Os números não mentem. Desde o lançamento da nona geração do modelo, em 2003, mais conhecida como “Brad Pitt“, o Toyota Corolla tem liderado as vendas entre os sedãs médios na maior parte do tempo nestes quinze anos.

Nas vendas totais, o sedã fabricado em Indaiatuba aparece com regularidade no Top 10 entre todos os modelos.

A partir de 2014, com o lançamento da décima primeira – e atual – geração, não são poucos os meses nos quais o modelo da Toyota não vende mais do que a soma de seus concorrentes juntos. Nem mesmo o lançamento da décima geração de seu arquirrival, o Honda Civic, tem ameaçado sua liderança absoluta.
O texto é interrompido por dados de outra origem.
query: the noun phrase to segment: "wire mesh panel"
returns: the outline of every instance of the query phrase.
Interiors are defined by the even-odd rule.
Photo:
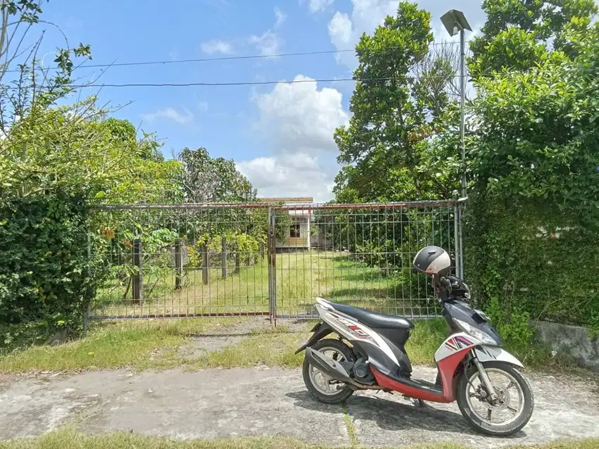
[[[279,210],[287,213],[275,223],[280,236],[276,244],[277,316],[312,316],[316,296],[414,318],[440,313],[430,277],[414,272],[412,260],[427,245],[444,248],[456,260],[455,202]]]
[[[269,314],[263,204],[94,210],[90,319]]]
[[[412,262],[435,244],[459,263],[457,210],[450,201],[97,208],[90,249],[102,284],[89,316],[307,317],[316,296],[438,316],[430,278]]]

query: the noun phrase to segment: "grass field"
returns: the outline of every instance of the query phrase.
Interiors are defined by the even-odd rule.
[[[268,267],[265,260],[229,269],[209,270],[204,284],[199,269],[185,269],[183,288],[175,289],[174,270],[149,274],[145,300],[123,299],[124,285],[101,290],[92,317],[172,317],[219,314],[268,314]],[[151,270],[150,270],[151,272]],[[424,278],[411,270],[386,275],[383,270],[351,260],[334,252],[292,253],[276,256],[277,312],[280,315],[304,316],[313,312],[316,296],[406,316],[438,313]],[[130,297],[130,291],[128,292]]]
[[[352,449],[358,446],[353,445]],[[0,443],[0,449],[324,449],[292,438],[276,437],[230,438],[221,440],[180,441],[132,434],[115,433],[85,436],[66,429],[51,432],[35,438],[23,438]],[[350,449],[338,448],[338,449]],[[552,443],[543,445],[508,446],[506,449],[597,449],[599,440],[581,440]],[[404,449],[469,449],[453,443],[404,446]]]
[[[227,334],[247,327],[245,318],[184,318],[99,323],[87,336],[59,346],[32,346],[0,357],[0,372],[78,371],[130,367],[137,369],[184,367],[252,367],[261,365],[300,367],[303,353],[296,349],[309,336],[313,322],[299,331],[285,326],[247,333],[226,348],[198,356],[181,354],[179,348],[201,339],[198,335]],[[410,358],[416,365],[430,364],[445,338],[445,324],[438,320],[419,322],[408,342]]]

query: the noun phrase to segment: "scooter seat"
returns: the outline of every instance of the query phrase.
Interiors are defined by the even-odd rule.
[[[352,317],[371,327],[382,329],[414,329],[414,323],[407,318],[397,315],[383,315],[371,312],[359,307],[328,303],[338,312]]]

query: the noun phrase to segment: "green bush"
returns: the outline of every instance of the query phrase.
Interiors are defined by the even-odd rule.
[[[0,346],[78,331],[101,277],[91,277],[87,222],[82,196],[0,201]]]
[[[517,315],[521,322],[526,311],[531,320],[599,325],[599,255],[591,224],[533,203],[475,198],[467,209],[466,273],[482,307],[501,310],[496,315],[506,322]]]

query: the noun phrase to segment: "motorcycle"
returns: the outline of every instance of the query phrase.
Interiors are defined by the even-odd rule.
[[[319,401],[339,403],[356,391],[383,390],[423,401],[457,402],[474,429],[507,436],[526,425],[534,398],[522,364],[501,348],[503,341],[481,310],[468,304],[468,285],[449,275],[450,260],[428,246],[414,258],[418,271],[432,276],[450,336],[434,355],[434,383],[412,378],[405,350],[414,323],[402,317],[316,298],[321,322],[296,354],[306,351],[303,377]],[[336,334],[337,339],[325,339]]]

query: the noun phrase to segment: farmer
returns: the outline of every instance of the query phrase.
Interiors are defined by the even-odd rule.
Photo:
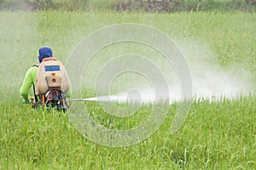
[[[39,63],[28,69],[20,89],[20,94],[24,99],[22,102],[23,104],[29,103],[28,94],[31,87],[33,86],[33,88],[35,89],[38,65],[44,58],[48,57],[52,57],[52,49],[49,47],[40,48],[38,56]]]

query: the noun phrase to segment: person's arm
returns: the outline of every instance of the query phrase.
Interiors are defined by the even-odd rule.
[[[28,100],[29,89],[36,82],[37,71],[38,68],[32,67],[26,71],[21,88],[20,89],[20,94],[26,101]]]

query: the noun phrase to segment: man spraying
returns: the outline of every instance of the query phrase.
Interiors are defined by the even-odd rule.
[[[21,88],[20,89],[20,94],[22,96],[24,101],[22,103],[28,104],[28,94],[29,90],[32,87],[35,89],[36,79],[38,75],[38,70],[40,63],[45,58],[49,58],[53,56],[52,49],[49,47],[42,47],[39,48],[39,56],[38,60],[39,63],[38,65],[34,65],[32,67],[28,69],[26,73],[25,78],[23,80]]]

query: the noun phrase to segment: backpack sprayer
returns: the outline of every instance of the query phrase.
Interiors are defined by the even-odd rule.
[[[39,105],[46,109],[57,109],[66,111],[68,108],[66,93],[70,88],[68,76],[61,61],[55,58],[45,58],[38,66],[37,86],[33,87],[35,102],[33,107]]]

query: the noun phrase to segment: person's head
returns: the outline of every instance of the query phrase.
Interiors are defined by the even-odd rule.
[[[39,63],[43,61],[44,59],[52,57],[52,49],[49,47],[42,47],[39,48]]]

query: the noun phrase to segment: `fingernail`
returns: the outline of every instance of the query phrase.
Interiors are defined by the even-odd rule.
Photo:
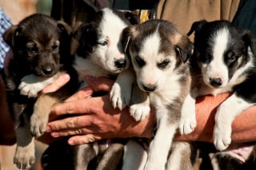
[[[95,77],[93,77],[93,76],[88,76],[88,75],[86,75],[86,76],[85,77],[85,79],[86,79],[86,81],[94,81],[95,80]]]
[[[58,137],[59,136],[59,133],[58,132],[51,132],[50,135],[53,137]]]
[[[68,74],[64,74],[62,78],[63,80],[66,81],[70,79],[70,76]]]
[[[46,132],[50,132],[51,131],[50,126],[46,126]]]
[[[68,143],[70,145],[74,145],[74,140],[69,140]]]

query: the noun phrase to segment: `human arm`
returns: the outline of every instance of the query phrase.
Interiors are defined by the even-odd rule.
[[[98,84],[96,90],[103,91],[110,90],[113,84],[112,81],[104,77],[94,81],[87,78],[87,81],[92,86]],[[76,117],[50,122],[48,127],[53,136],[78,134],[79,136],[70,138],[70,144],[71,141],[74,141],[74,144],[83,144],[102,138],[152,136],[155,125],[154,113],[143,121],[137,122],[130,116],[127,108],[122,112],[114,109],[109,95],[87,98],[86,95],[81,93],[77,96],[75,94],[68,99],[68,102],[58,105],[53,109],[52,117],[76,113]],[[74,99],[77,97],[80,97],[79,100]],[[58,129],[61,130],[58,131]]]
[[[217,97],[199,97],[196,103],[196,128],[189,135],[177,135],[176,140],[212,142],[216,109],[230,95],[229,93],[222,93]],[[256,106],[252,106],[235,118],[232,125],[232,142],[242,143],[256,140],[255,111]]]

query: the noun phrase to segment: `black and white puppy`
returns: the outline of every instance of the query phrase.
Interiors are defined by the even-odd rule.
[[[199,21],[189,34],[194,31],[191,103],[198,96],[233,93],[215,115],[214,144],[222,151],[231,143],[234,118],[256,102],[256,38],[227,21]],[[193,115],[194,105],[188,108],[190,113],[184,115]]]
[[[131,26],[124,34],[138,85],[156,110],[157,132],[144,169],[191,169],[190,144],[173,139],[190,89],[193,44],[174,24],[162,20]]]
[[[119,109],[129,105],[132,83],[134,81],[133,70],[130,69],[130,59],[124,53],[122,44],[122,31],[135,23],[138,23],[138,19],[131,13],[105,8],[97,11],[74,33],[74,67],[80,81],[83,81],[86,75],[114,77],[116,80],[110,92],[110,100],[114,107]],[[83,81],[82,87],[86,85]],[[110,142],[110,140],[105,141]],[[111,140],[110,147],[105,148],[99,144],[104,144],[104,140],[76,146],[76,157],[79,159],[75,159],[75,169],[102,169],[102,167],[104,169],[114,169],[122,156],[123,146],[120,147],[120,144],[123,141],[119,141],[117,143],[115,140]],[[118,152],[118,156],[114,152],[116,149],[122,150]],[[90,160],[102,153],[103,158],[99,164],[96,164],[94,168],[90,167]],[[86,157],[86,160],[81,159],[82,157]]]
[[[34,164],[34,140],[46,131],[51,106],[78,88],[76,72],[70,64],[70,34],[65,23],[35,14],[3,35],[13,50],[4,80],[17,137],[14,163],[18,168],[26,169]],[[62,73],[74,79],[56,93],[38,95]]]

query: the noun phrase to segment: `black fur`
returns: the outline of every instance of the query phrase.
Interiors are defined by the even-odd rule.
[[[24,132],[24,139],[30,139],[35,132],[25,129],[30,126],[36,97],[22,95],[18,89],[21,80],[26,75],[34,74],[40,77],[50,77],[59,72],[66,72],[71,80],[62,89],[48,95],[62,101],[78,89],[78,78],[72,67],[70,52],[70,30],[65,23],[58,22],[45,14],[35,14],[26,18],[18,26],[13,26],[3,35],[4,40],[13,50],[11,59],[4,74],[6,85],[7,102],[13,115],[16,132]],[[28,45],[29,43],[29,45]],[[50,106],[49,106],[50,107]],[[49,115],[47,113],[47,117]],[[47,117],[48,118],[48,117]],[[45,129],[42,129],[44,131]],[[30,141],[22,141],[17,136],[18,145],[26,147]],[[30,163],[14,160],[19,168],[26,168]]]

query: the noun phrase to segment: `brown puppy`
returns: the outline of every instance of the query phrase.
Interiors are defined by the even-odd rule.
[[[14,163],[19,168],[29,168],[34,162],[34,138],[45,132],[51,106],[77,89],[73,85],[78,83],[71,65],[70,32],[65,23],[36,14],[3,35],[14,53],[4,77],[17,135]],[[66,85],[38,97],[39,91],[64,72],[71,75]]]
Um dos artigos mais lidos da página Educação Automotiva aborda a diferença de visão entre os entusiastas e detratores do Fiat Marea, modelo notadamente polêmico, que divide opiniões e gera discussões acaloradas.

O Toyota Corolla também tem sua disputa: apesar da boa fama, alguns fãs afirmam que só trocam seu exemplar por outro e que o padrão de qualidade supera modelos premuim alemães.

Os detratores apontam a fama de “carro que não quebra” apenas como jogada de marketing para vender um carro com “acabamento, equipamentos e tecnologia de VW Gol a preço de BMW”.

Não há possibilidade de questionar a hegemonia do Toyota Corolla. Os números de vendas não podem ser negados. A pergunta central deste artigo é: o sucesso é merecido ou apenas jogada de marketing ou capricho do mercado de usados?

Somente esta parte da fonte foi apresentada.